Processing question for HTML default behavior

Hi all,

I'm running into processing issue in our HTML filter because I'm trying to provide a set of default rules.
Maybe some of you have run into the same issue and have fund a solution.

The problem:

When our filter process an HTML file we set a list of default ITS rules that correspond to what user would expect from a normal extraction of HTML. For example title or alt attributes should be translatable, b, I, u, em, and many more elements should be seen as inline, etc.

The user does not have to define those rules. they can modify them, but usually they would not.

The issue comes when there are local ITS markup. For example a translate='no' on <html>. Such document when you look at it should be completely non-translatable. But in our case, because we have default rules, anything that is defined globally as translatable in those rules is not inheriting the top-level translate='no' and therefore is seen as translatable.

The problem then is that an author doesn't necessarily know what our default-HTML rules are and therefore is not able to markup his HTML accordingly.

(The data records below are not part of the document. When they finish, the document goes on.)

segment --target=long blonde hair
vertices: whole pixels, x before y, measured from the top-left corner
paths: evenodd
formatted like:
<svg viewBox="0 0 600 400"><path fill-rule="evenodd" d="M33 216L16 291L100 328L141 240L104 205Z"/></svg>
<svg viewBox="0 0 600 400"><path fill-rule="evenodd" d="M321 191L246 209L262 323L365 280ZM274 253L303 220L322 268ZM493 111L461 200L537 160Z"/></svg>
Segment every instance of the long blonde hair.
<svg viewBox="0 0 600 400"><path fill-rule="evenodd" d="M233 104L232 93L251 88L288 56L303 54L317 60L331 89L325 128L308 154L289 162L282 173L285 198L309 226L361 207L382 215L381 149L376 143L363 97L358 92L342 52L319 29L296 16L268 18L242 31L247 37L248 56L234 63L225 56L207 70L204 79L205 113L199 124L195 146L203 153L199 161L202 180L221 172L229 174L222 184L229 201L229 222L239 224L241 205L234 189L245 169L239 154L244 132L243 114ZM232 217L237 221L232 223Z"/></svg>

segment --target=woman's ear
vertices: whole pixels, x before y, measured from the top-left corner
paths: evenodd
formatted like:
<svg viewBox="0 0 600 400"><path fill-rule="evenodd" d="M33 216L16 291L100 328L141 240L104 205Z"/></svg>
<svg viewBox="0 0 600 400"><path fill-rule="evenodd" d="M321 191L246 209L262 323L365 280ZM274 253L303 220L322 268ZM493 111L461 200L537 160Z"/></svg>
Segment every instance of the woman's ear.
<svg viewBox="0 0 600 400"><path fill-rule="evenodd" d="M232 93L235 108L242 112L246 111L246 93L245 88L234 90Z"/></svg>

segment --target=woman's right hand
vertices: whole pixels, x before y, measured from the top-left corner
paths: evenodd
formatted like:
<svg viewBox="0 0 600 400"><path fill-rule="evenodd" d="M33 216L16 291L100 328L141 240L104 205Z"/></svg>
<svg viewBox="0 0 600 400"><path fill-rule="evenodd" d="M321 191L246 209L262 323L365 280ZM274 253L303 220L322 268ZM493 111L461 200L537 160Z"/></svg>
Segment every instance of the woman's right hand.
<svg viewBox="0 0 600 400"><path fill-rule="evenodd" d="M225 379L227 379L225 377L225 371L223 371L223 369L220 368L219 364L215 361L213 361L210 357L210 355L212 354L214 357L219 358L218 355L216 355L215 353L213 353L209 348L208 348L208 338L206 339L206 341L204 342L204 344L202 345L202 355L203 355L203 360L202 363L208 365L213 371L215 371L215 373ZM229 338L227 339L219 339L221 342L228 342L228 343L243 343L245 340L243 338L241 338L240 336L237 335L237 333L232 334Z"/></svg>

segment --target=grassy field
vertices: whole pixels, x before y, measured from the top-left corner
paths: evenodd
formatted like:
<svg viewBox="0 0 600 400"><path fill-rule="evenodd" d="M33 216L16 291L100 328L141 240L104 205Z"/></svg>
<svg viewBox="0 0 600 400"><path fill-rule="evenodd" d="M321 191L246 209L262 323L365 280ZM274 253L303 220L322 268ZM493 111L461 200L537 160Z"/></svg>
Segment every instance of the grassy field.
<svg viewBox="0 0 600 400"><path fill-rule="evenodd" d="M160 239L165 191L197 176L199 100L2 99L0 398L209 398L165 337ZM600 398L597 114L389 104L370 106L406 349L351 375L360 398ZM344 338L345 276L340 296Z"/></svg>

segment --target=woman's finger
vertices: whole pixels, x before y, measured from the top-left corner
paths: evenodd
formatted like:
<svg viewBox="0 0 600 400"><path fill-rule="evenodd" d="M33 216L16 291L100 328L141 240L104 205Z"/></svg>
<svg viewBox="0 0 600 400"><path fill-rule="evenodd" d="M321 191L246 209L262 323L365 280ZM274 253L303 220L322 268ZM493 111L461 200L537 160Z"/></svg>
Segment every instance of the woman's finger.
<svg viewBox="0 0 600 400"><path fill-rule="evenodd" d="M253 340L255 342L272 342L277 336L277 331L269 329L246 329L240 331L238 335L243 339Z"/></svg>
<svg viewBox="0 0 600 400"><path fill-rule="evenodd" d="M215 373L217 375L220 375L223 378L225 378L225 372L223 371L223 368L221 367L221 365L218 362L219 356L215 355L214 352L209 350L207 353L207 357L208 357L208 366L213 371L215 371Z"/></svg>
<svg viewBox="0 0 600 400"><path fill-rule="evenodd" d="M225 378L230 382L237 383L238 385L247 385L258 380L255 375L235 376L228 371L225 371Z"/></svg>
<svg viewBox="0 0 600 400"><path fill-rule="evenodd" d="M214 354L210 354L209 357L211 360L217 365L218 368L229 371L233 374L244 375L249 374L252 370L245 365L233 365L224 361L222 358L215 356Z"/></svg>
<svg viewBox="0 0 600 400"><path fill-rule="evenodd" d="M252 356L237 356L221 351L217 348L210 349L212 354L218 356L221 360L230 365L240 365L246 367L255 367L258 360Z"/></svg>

How do other people work with default-ITS behavior vs default HTML-expected behaviors?

To some degree there is a disconnect between some of the default ITS behavior and the HTML reality. For example the specification explicitly says an HTML id attribute is the same as an ITS id attribute, so there is an expectation that you don't have to set a rule for it. But what about many other things like for example the title and alt attributes? They should be normally translated, but ITS does not say that, so it's up to the tool to provide a way to do it.

I think we really need to have a more formal way to define what are the expectation on HTML. Maybe not normative, but something written in stone that processors can rely on, otherwise we'll end up with different tools behavior on the same input HTML.

Cheers,
-yves

Received on Wednesday, 20 February 2013 17:55:26 UTC